Delhi HC opens private firms to audit by CAG

Allows audit of telecom firms : Argues CAG can audit every rupee earned by Government.

New Delhi | Published: January 7, 2014 4:04 am
Two writ petitions had been filed by the Association of Unified Telecom Service Providers of India and the Cellular Operators Association of India against orders issued by the Director General of Audit, Post & Telecommunications to all telecom service providers.

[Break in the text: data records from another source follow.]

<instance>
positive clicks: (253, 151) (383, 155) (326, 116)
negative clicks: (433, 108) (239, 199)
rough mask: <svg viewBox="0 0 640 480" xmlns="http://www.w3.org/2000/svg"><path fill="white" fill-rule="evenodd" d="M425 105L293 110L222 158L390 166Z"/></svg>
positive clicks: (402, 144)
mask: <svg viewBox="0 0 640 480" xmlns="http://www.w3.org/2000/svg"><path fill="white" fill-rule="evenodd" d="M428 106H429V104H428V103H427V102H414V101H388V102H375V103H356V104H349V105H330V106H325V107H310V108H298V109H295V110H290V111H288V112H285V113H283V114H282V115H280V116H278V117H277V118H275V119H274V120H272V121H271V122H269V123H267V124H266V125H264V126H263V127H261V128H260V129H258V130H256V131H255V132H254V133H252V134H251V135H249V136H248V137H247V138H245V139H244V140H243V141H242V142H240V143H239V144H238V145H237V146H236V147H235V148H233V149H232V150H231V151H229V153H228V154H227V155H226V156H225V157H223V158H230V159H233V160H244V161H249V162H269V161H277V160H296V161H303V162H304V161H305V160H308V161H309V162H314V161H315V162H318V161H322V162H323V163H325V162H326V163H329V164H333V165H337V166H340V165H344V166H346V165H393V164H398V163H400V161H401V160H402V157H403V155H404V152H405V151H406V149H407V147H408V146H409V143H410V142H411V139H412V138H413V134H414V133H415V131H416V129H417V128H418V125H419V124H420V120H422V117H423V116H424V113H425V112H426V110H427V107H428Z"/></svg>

Two writ petitions had been filed by the Association of Unified Telecom Service Providers of India and the Cellular Operators Association of India against orders issued by the Director General of Audit, Post & Telecommunications to all telecom service providers.

Ruling that the Comptroller and Auditor General of India was authorised to audit “every rupee flowing into the Consolidated Fund of India, by way of revenue,” the Delhi High court Monday dismissed pleas filed by private telecom companies against audit of their accounts.
“If all the income of the state, must, in view of the constitutional requirements, be credited to and form part of the Consolidated Fund of the State, it is obvious that the income derived by the state from any contract, cannot be kept out of the general revenues…,” the bench of Justice Pradeep Nandrajog and Justice V Kameswar Rao said.
Two writ petitions had been filed by the Association of Unified Telecom Service Providers of India and the Cellular Operators Association of India against orders issued by the Director General of Audit, Post & Telecommunications to all telecom service providers, directing them to produce books of accounts and other documents for verification of revenue to the CAG for three years from 2006-07 to 2008-09.
According to the companies, the CAG did not have the power to conduct a revenue audit of private telecom companies.
But the bench noted that as licence holders, the companies were bound by contract to maintain accounts relating to the licence agreement and, in particular, the revenue received by it.
“…There is a contractual obligation of the licensee to account for and pay to the Central government its share of the revenue…Needless to state, without an accounting, there is no way by which the Central government can determine its dues,” the bench said.
The verdict is likely to impact the way public private partnership and joint ventures work in the country since the court said a “new emerging regulatory state” was needed to curb the system that had grown out of “club governance”.
Emphasising the fiduciary relationship of trust between the government and the companies, the court held that under the terms of the licence agreement, the companies had undertaken the accounting responsibility for the Central government as well as themselves.
The court also noted that the terms of the contract between the government and the telecom companies involved grant of permission to the companies to use the natural resource of spectrum in exchange for a consideration, which would include a percentage of the revenue of the company plus radio spectrum charges and entry fee.
According to the court, as the payment was received by the government out of the gross revenue received by the companies, it was within the jurisdiction of the CAG.
“We conclude by holding that neither Rule 5 of the Telecom Regulatory Authority of India, Service Providers (Maintenance of Books of Accounts and other Documents) Rules is ultra vires Section 16 of the Comptroller and Auditor General (Duties, Powers and Conditions of Service) Act, 1971 nor is Section 16 ultra vires Article 149 (power of CAG) of the Constitution of India,” the bench said.
“We have already held… under the terms of the licence agreement, the licensee has undertaken the accounting
responsibility for the Central Government as well as itself.”
“Thus, the accounts of the licensees, in relation to the revenue receipts can be said to be the accounts of the Central government and thus subject to a revenue audit as per Section 16 of the Comptroller and Auditor General (Duties, Powers and Conditions of Service) Act,” the bench said.
The court, however, made it clear that the CAG audit would have to be restricted only to a revenue audit “pertaining to the receipts and no more.”
“The Comptroller and Auditor General would not confuse himself with his wide, all embracing power under Section 14(2) of the Comptroller and Auditor General (Duties, Powers and Conditions of Service) Act, 1971 which includes inquiries into aspects like faithfulness, wisdom and economy in expenditures,” the court said.